Types of Probability Sampling
Several different sampling methods can be used for probability sampling. Some common sampling methods for probability sampling include:
- Simple random sampling: This is the most basic method of probability sampling, where every member of the population has an equal chance of being selected for the sample. This is typically done using a random number generator, lottery or other methods to select a subset of the population randomly.
- Systematic random sampling: This is a probability sampling method where the sample is selected using a systematic, random approach. This method involves selecting a random starting point in the population and then selecting every kth member of the population (for example, checking every 6th piece produced by the machine) to be included in the sample.
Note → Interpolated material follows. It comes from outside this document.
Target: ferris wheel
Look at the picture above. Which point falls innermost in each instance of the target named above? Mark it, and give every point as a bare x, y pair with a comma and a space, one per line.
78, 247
For instance, if the population contains 1000 members, and the sample size is 100, the researcher could select a random number between 1 and 10 and then select every 10th member of the population starting from that point. This method ensures that every member of the population has an equal chance of being selected for the sample and can be more efficient than simple random sampling.
- Stratified sampling: This method involves dividing the population into different subgroups, or strata, based on certain characteristics and then randomly selecting a sample from each stratum. This ensures that the sample is representative of the various subgroups in the population. For example, if ten people are drawn to represent a country, five of them are male and five are female, to avoid gender bias.
- Cluster sampling: This method involves dividing the population into different clusters and then randomly selecting a sample of clusters. All members of the selected clusters are then included in the sample. This method is often used when it is impractical to sample the entire population and can be more efficient than simple random sampling. Sampling is often clustered by geography or by time periods. For example, survey all customers visiting particular stores on particular days.
Some common sampling methods for non-probability sampling include:
- Convenience sampling: This method involves selecting a sample based on convenience or availability. For example, a researcher may choose a sample of participants from a nearby community or a convenient location rather than selecting a random sample from the population. It's usually done when you want to get as many responses as possible quickly. Convenience samples are typically biased toward those who agree with your research question. For example, surveying friends and family members.
- Judgement sampling is a method of non-probability sampling where the sample is selected based on the judgement or expertise of the researcher. In judgement sampling, the researcher uses their knowledge and experience to select a sample that is believed to represent the population. This method is often used when it is difficult or impossible to sample the population randomly or when the researcher has expertise in a particular field that allows them to select a representative sample. However, judgment sampling is generally considered less reliable and less unbiased than probability sampling because it is not guaranteed to be representative of the population. For example, an auditor selects a sample based on their concerns in the earlier audit.
- Quota sampling: This method involves setting quotas for different subgroups in the population and selecting a sample to meet those quotas. Typically the researcher identifies the target group and then randomly selects a percentage of the group. For example, a university wants to survey student attitudes toward their courses. They know that there are around 1000 students enrolled each year, so they randomly select 200 students each year.
- Snowball sampling: This method involves starting with a small group of participants and then asking them to refer other participants who fit the criteria for the study. This process is repeated until the desired sample size is reached. This method is often used when it is difficult to access the target population.
Overall, the choice of sampling method depends on the study's specific goals and the population's nature. Probability sampling methods are generally considered more reliable and unbiased, while non-probability sampling methods are quicker and easier to conduct.